In the survived animals, from the 2nd to the 7th
day period of observation, no significant changes
of the general health could be seen. General motor
activity, coordination as well as food and water
consumption were preserved in the most of
survived animals.
Moreover, their hair, skin, visible mucosa and
muscle tonicity were without any visible changes.
An increase of fluids in thoracal and abdominal
cavities was recorded after sacrification. Various
organs (heart, liver, lungs, spleen, gut, kidneys,
urinary bladder and adrenal glands) had normal
morphological appearance.
Evaluation of microscopic findings
Single administration of sodium selenite caused
severe, diffuse and massive degenerative and
vascular alterations in rats of both genders.
Affected cardiomyocytes displayed extensive
sarcoplasmatic vacuolisation or pale eosinophilic
sarcoplasm and lack cross-striations.
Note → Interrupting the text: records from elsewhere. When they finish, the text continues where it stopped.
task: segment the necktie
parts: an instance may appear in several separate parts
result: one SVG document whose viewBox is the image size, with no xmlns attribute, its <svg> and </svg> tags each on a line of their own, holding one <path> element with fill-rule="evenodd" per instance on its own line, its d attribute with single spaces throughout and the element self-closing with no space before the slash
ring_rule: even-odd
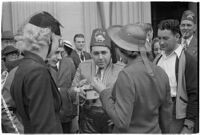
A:
<svg viewBox="0 0 200 135">
<path fill-rule="evenodd" d="M 84 61 L 84 55 L 81 53 L 81 61 Z"/>
</svg>

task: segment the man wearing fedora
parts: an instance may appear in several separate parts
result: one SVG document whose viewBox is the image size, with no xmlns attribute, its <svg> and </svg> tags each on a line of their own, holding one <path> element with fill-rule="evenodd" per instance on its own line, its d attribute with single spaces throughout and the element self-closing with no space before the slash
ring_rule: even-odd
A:
<svg viewBox="0 0 200 135">
<path fill-rule="evenodd" d="M 24 133 L 62 133 L 61 97 L 45 63 L 55 54 L 61 24 L 48 12 L 33 15 L 18 40 L 25 45 L 23 61 L 13 69 L 11 96 L 22 118 Z"/>
<path fill-rule="evenodd" d="M 72 82 L 72 90 L 79 89 L 81 99 L 85 100 L 80 112 L 80 132 L 110 133 L 112 122 L 104 112 L 99 95 L 91 83 L 93 77 L 98 76 L 107 88 L 112 87 L 124 64 L 113 64 L 111 43 L 105 29 L 93 30 L 90 50 L 92 59 L 80 63 Z"/>
<path fill-rule="evenodd" d="M 172 105 L 169 81 L 147 58 L 145 31 L 138 24 L 129 24 L 111 26 L 108 34 L 128 62 L 112 89 L 96 77 L 92 83 L 114 122 L 113 133 L 168 133 Z"/>
<path fill-rule="evenodd" d="M 73 51 L 70 41 L 62 40 L 61 52 L 62 59 L 59 61 L 58 67 L 58 87 L 62 97 L 62 107 L 60 110 L 60 120 L 62 123 L 63 133 L 71 133 L 72 119 L 77 115 L 75 106 L 71 102 L 69 89 L 71 87 L 76 68 L 72 58 L 70 57 Z"/>
<path fill-rule="evenodd" d="M 196 16 L 191 10 L 183 12 L 180 24 L 181 44 L 189 54 L 197 58 L 197 38 L 195 37 Z"/>
<path fill-rule="evenodd" d="M 1 122 L 3 133 L 24 133 L 20 116 L 16 113 L 16 105 L 10 95 L 10 87 L 13 81 L 13 74 L 10 71 L 18 66 L 22 59 L 19 57 L 19 51 L 12 45 L 7 45 L 2 50 L 2 61 L 5 63 L 4 73 L 7 73 L 5 83 L 2 87 L 2 106 Z M 11 119 L 9 118 L 9 114 Z"/>
<path fill-rule="evenodd" d="M 155 58 L 154 63 L 169 77 L 173 101 L 170 133 L 198 132 L 197 61 L 178 44 L 178 20 L 161 21 L 158 25 L 158 37 L 163 52 Z"/>
</svg>

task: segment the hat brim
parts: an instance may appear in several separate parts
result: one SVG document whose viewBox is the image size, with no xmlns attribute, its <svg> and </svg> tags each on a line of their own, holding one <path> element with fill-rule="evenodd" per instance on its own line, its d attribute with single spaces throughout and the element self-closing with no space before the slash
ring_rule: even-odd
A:
<svg viewBox="0 0 200 135">
<path fill-rule="evenodd" d="M 70 49 L 73 49 L 71 45 L 69 45 L 68 43 L 64 43 L 64 46 Z"/>
<path fill-rule="evenodd" d="M 136 44 L 126 42 L 119 37 L 119 31 L 121 30 L 122 26 L 111 26 L 108 28 L 107 32 L 110 38 L 112 39 L 115 44 L 128 51 L 139 51 L 139 47 Z"/>
</svg>

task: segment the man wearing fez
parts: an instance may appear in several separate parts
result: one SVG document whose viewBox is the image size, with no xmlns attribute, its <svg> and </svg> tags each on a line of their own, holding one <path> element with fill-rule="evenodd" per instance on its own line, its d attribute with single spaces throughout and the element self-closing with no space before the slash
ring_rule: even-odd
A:
<svg viewBox="0 0 200 135">
<path fill-rule="evenodd" d="M 170 133 L 194 133 L 198 130 L 198 84 L 196 59 L 178 44 L 179 21 L 162 20 L 158 25 L 161 54 L 154 63 L 168 75 L 173 101 Z"/>
<path fill-rule="evenodd" d="M 146 33 L 137 24 L 111 26 L 111 39 L 127 59 L 114 87 L 95 77 L 104 110 L 114 123 L 113 133 L 168 133 L 171 120 L 170 87 L 166 73 L 146 55 Z"/>
<path fill-rule="evenodd" d="M 180 24 L 180 31 L 182 34 L 181 44 L 192 56 L 197 57 L 197 38 L 196 31 L 196 16 L 190 11 L 183 12 Z"/>
<path fill-rule="evenodd" d="M 11 96 L 22 118 L 24 133 L 62 133 L 61 97 L 45 60 L 55 54 L 61 24 L 48 12 L 33 15 L 18 40 L 26 45 L 15 68 Z"/>
<path fill-rule="evenodd" d="M 91 56 L 88 52 L 84 51 L 85 37 L 83 34 L 76 34 L 74 36 L 74 45 L 75 45 L 75 50 L 72 51 L 70 57 L 74 61 L 74 65 L 77 69 L 78 65 L 81 62 L 91 59 Z"/>
<path fill-rule="evenodd" d="M 102 80 L 107 88 L 113 86 L 122 63 L 113 64 L 111 43 L 104 29 L 93 30 L 91 37 L 91 60 L 80 63 L 72 90 L 85 99 L 80 113 L 81 133 L 109 133 L 112 122 L 102 108 L 99 95 L 91 87 L 94 76 Z"/>
</svg>

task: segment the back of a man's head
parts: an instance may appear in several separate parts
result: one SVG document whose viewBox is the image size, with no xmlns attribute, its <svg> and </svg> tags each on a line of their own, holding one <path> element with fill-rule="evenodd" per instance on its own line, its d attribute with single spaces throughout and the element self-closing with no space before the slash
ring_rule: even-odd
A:
<svg viewBox="0 0 200 135">
<path fill-rule="evenodd" d="M 158 29 L 170 30 L 174 35 L 180 34 L 179 21 L 174 19 L 162 20 L 158 25 Z"/>
<path fill-rule="evenodd" d="M 85 36 L 83 35 L 83 34 L 76 34 L 75 36 L 74 36 L 74 42 L 76 41 L 76 38 L 85 38 Z"/>
</svg>

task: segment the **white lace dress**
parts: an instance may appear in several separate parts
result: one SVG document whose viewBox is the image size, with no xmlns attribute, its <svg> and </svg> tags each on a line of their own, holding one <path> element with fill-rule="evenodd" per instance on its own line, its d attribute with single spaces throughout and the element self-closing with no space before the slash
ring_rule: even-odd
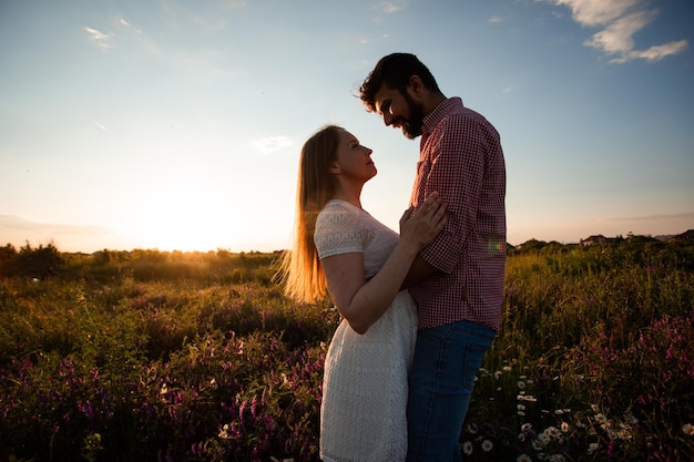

In these
irregular, round to ovoid cells, nuclear
polymorphism (large, round to rectangular shapes
and prominent nucleoli) was present. The affected
areas were observed in the subepicardium,
myocardium and endocardium. Thickening of the
blood vessels as well as vacuolisation of
endothelial cells was observed, too. The interstitial
haemorrhages appeared uniformly in each of the
examined sections. Haemorrhages were located in
the middle myocardial and subendocardial areas
(see Figure 1).
Figure 1. Histopathological changes in the heart of rats acutely poisoned by sodium selenite
(I) Control group: a) Normal histological structure of the cardiac tissue.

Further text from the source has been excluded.